I am also curious if we have a sense of when halllucination and trust could be considered solved. If we have a clear vision of that, it’s possible we can work backwards.

All-in-all, it’s been really intellectually stimulating. I do feel a difference in my own confidence (arrogance) with my PhD. I wonder if this is how fresh grads with more confidence feel. I don’t feel a pressure to be perfect — to seize the opportunity to ask interesting questions all the time, to network obsessively. I can focus a bit more on just thinking things and doing happy things instead of being anxious about everything I’m not doing. It’s interesting to feel like “of course I will have interesting insights given my background and skill set, all the people who doubt me are wrong.” (Okay, it’s arrogance from a root of insecurity lol). Instead of acknowledging that everyone here will have really interesting insights and my task is to give space and respect people with different backgrounds and work to find these insights (or create them together).

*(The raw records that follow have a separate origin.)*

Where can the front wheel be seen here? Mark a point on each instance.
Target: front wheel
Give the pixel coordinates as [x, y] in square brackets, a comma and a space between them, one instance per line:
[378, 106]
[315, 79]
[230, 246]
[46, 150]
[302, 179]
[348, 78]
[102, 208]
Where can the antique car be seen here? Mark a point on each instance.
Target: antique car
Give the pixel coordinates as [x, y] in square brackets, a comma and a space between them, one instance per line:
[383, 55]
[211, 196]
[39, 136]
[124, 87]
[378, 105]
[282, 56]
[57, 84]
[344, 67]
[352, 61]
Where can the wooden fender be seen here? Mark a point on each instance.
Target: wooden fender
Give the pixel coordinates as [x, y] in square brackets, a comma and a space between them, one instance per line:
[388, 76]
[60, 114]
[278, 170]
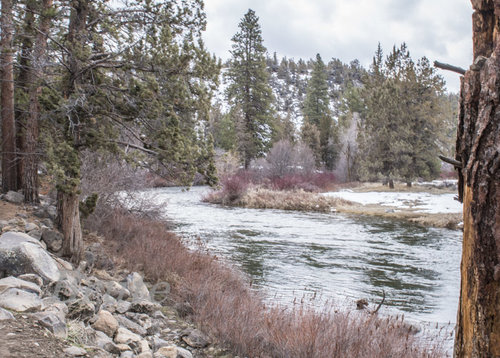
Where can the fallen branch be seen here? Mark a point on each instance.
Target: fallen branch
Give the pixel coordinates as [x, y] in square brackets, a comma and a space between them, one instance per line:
[445, 66]
[453, 162]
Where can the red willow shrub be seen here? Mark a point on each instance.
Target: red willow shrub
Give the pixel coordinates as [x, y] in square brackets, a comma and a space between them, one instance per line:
[226, 306]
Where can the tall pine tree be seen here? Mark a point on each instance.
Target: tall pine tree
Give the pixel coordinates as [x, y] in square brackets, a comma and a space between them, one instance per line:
[249, 90]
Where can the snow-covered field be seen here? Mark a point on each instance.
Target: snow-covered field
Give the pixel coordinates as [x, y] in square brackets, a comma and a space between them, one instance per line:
[420, 202]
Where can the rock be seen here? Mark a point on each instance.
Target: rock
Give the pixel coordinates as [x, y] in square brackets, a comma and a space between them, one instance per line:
[114, 289]
[20, 254]
[106, 323]
[81, 309]
[18, 300]
[31, 277]
[195, 338]
[136, 286]
[14, 197]
[53, 323]
[109, 303]
[13, 282]
[75, 351]
[124, 336]
[131, 325]
[53, 239]
[5, 315]
[173, 352]
[144, 306]
[30, 227]
[123, 307]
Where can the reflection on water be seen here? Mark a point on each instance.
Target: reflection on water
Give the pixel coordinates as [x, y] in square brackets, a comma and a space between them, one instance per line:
[338, 256]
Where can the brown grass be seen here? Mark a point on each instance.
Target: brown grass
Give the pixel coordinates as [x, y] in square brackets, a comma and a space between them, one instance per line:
[225, 305]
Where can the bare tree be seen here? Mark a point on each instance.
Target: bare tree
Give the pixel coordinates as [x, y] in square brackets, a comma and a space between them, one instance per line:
[478, 151]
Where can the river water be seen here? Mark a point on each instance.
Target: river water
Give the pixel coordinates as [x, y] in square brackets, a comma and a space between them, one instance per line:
[331, 257]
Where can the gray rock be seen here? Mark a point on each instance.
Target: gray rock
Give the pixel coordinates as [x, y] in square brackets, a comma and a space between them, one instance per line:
[13, 282]
[124, 336]
[144, 306]
[18, 300]
[75, 351]
[195, 338]
[123, 307]
[136, 286]
[53, 239]
[14, 197]
[30, 227]
[114, 289]
[5, 315]
[20, 254]
[31, 277]
[130, 325]
[53, 323]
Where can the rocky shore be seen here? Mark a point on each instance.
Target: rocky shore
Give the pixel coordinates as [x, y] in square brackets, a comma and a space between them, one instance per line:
[49, 308]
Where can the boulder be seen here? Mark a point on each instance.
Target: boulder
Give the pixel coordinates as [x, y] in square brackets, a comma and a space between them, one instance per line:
[53, 239]
[136, 286]
[5, 315]
[124, 336]
[14, 197]
[195, 338]
[18, 300]
[13, 282]
[53, 323]
[21, 254]
[173, 352]
[106, 323]
[114, 289]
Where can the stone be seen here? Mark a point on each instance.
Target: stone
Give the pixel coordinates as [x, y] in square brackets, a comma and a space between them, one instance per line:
[31, 277]
[53, 239]
[14, 197]
[173, 352]
[21, 254]
[53, 323]
[13, 282]
[136, 286]
[18, 300]
[30, 227]
[131, 325]
[114, 289]
[75, 351]
[123, 307]
[106, 323]
[195, 338]
[124, 336]
[144, 306]
[5, 315]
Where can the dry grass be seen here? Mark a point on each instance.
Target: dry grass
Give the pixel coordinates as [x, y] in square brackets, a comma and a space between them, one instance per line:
[225, 305]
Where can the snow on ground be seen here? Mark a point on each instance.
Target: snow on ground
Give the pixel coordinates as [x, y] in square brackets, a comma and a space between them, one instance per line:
[420, 202]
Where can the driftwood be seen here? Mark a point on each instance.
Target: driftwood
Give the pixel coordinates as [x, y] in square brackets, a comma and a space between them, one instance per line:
[447, 67]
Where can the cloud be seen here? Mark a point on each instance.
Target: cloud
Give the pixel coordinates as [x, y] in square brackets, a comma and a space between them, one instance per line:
[437, 29]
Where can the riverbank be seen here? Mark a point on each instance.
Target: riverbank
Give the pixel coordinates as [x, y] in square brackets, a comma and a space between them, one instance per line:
[256, 197]
[220, 300]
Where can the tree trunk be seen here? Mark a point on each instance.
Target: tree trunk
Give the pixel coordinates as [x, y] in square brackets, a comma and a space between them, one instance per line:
[9, 172]
[30, 172]
[68, 220]
[478, 136]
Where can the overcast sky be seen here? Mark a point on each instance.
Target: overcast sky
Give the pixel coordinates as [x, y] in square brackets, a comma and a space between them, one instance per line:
[350, 29]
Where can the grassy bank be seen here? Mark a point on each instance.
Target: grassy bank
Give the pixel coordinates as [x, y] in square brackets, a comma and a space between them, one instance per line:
[224, 304]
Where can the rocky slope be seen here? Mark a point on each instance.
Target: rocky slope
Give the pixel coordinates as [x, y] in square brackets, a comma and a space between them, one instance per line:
[48, 308]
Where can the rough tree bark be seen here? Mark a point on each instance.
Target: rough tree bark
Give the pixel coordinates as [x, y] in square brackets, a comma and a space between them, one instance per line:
[9, 175]
[478, 149]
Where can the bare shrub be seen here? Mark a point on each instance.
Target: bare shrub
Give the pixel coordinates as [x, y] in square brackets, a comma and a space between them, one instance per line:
[225, 305]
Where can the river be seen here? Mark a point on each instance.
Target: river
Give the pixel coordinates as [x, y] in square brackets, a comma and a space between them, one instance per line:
[331, 257]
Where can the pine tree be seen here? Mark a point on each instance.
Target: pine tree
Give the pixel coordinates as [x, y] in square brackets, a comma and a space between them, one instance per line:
[317, 113]
[249, 89]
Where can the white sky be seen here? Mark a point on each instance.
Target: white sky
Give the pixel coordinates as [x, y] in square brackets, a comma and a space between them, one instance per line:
[350, 29]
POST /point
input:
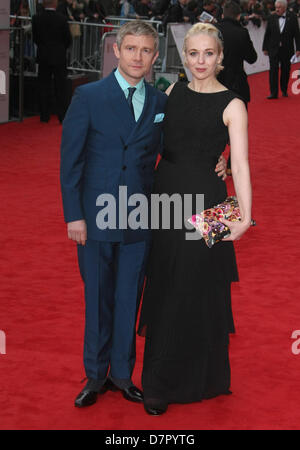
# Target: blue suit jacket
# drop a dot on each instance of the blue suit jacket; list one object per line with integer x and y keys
{"x": 103, "y": 148}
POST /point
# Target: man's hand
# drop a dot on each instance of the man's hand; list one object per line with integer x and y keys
{"x": 77, "y": 231}
{"x": 221, "y": 168}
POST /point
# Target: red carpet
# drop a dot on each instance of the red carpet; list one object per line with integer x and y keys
{"x": 42, "y": 308}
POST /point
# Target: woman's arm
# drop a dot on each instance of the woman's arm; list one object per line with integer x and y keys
{"x": 235, "y": 117}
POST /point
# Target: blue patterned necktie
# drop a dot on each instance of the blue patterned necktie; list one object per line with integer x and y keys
{"x": 131, "y": 91}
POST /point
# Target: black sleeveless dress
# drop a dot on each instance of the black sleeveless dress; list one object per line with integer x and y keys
{"x": 186, "y": 313}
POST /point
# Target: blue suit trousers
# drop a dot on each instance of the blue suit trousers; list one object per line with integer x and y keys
{"x": 113, "y": 275}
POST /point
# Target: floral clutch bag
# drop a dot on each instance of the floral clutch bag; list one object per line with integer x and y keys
{"x": 208, "y": 225}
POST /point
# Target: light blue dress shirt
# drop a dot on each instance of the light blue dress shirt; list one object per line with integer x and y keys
{"x": 138, "y": 98}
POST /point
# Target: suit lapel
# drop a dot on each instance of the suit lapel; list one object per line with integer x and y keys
{"x": 146, "y": 118}
{"x": 126, "y": 126}
{"x": 123, "y": 118}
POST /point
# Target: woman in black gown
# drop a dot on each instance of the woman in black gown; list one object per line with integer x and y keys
{"x": 186, "y": 313}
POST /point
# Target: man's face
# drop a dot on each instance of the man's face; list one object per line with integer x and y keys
{"x": 136, "y": 56}
{"x": 280, "y": 9}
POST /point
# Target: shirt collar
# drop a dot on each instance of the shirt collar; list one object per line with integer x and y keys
{"x": 124, "y": 83}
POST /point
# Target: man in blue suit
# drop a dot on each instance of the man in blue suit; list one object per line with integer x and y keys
{"x": 111, "y": 138}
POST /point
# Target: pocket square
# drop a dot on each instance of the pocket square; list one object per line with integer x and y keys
{"x": 159, "y": 117}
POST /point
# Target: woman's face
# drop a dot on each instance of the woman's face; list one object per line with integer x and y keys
{"x": 202, "y": 56}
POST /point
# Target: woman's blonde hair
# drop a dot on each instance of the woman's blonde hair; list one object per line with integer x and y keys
{"x": 208, "y": 29}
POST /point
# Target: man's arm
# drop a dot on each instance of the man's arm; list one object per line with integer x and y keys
{"x": 266, "y": 38}
{"x": 75, "y": 129}
{"x": 250, "y": 54}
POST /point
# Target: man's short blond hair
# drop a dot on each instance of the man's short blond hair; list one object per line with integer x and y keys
{"x": 137, "y": 28}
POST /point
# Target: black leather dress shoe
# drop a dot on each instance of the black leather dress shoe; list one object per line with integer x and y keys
{"x": 155, "y": 408}
{"x": 131, "y": 393}
{"x": 88, "y": 396}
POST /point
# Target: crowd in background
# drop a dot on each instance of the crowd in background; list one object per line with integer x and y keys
{"x": 254, "y": 11}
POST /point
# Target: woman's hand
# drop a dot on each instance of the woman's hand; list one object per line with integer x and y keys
{"x": 237, "y": 229}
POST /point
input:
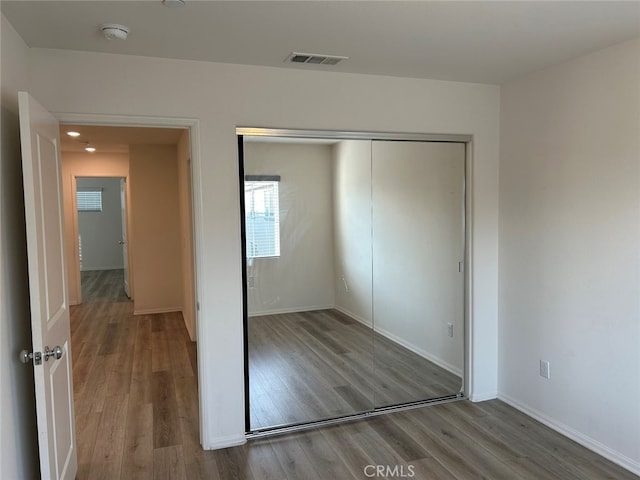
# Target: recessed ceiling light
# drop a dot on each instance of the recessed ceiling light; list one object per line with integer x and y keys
{"x": 173, "y": 3}
{"x": 314, "y": 58}
{"x": 113, "y": 31}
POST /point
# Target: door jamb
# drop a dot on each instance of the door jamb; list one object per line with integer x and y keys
{"x": 193, "y": 125}
{"x": 75, "y": 221}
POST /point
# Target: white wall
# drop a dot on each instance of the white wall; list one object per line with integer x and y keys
{"x": 18, "y": 433}
{"x": 101, "y": 231}
{"x": 418, "y": 289}
{"x": 569, "y": 248}
{"x": 352, "y": 228}
{"x": 186, "y": 234}
{"x": 155, "y": 237}
{"x": 399, "y": 238}
{"x": 222, "y": 97}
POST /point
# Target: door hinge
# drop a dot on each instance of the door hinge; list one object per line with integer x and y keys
{"x": 26, "y": 357}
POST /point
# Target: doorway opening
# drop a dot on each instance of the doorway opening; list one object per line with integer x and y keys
{"x": 101, "y": 207}
{"x": 132, "y": 289}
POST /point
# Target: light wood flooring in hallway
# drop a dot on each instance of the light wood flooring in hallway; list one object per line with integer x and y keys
{"x": 137, "y": 418}
{"x": 320, "y": 364}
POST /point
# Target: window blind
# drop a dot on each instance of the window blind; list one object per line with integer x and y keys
{"x": 89, "y": 199}
{"x": 262, "y": 217}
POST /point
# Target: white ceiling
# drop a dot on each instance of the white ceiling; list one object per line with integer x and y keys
{"x": 486, "y": 42}
{"x": 115, "y": 139}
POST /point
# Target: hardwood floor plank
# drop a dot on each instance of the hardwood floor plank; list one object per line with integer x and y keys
{"x": 87, "y": 430}
{"x": 263, "y": 463}
{"x": 393, "y": 435}
{"x": 232, "y": 464}
{"x": 293, "y": 460}
{"x": 166, "y": 429}
{"x": 151, "y": 430}
{"x": 323, "y": 457}
{"x": 168, "y": 463}
{"x": 138, "y": 461}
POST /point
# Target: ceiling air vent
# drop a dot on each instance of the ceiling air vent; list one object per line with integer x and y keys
{"x": 314, "y": 59}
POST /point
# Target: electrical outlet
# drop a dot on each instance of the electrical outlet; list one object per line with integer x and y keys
{"x": 545, "y": 369}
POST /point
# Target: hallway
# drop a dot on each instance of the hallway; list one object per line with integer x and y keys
{"x": 135, "y": 386}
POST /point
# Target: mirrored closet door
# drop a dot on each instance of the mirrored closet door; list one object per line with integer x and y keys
{"x": 354, "y": 283}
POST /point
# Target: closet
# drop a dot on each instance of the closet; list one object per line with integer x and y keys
{"x": 355, "y": 271}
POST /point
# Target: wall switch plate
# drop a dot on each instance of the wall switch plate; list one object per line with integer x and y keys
{"x": 545, "y": 369}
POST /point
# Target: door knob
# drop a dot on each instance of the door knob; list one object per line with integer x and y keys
{"x": 26, "y": 356}
{"x": 56, "y": 353}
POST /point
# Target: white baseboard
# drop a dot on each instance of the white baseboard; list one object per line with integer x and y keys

Hopefully this will be reigned in by (in the negative?) performance evaluations one day, in a good and constructive way. Or perhaps in the positive by more genuine confidence in my skill set that lets me be open to valuing and respecting others more.

Honestly, I spend so much time right now just reading novels or stressing about the future and relationships instead of just making cool coding projects. But I do feel like I’m starting to come out of that and start living in the present. It will just take time.

Time to sneak in a bit of lunch in 12 minutes? I skipped breakfast. I guess I’ll just live off of the calories from coffee.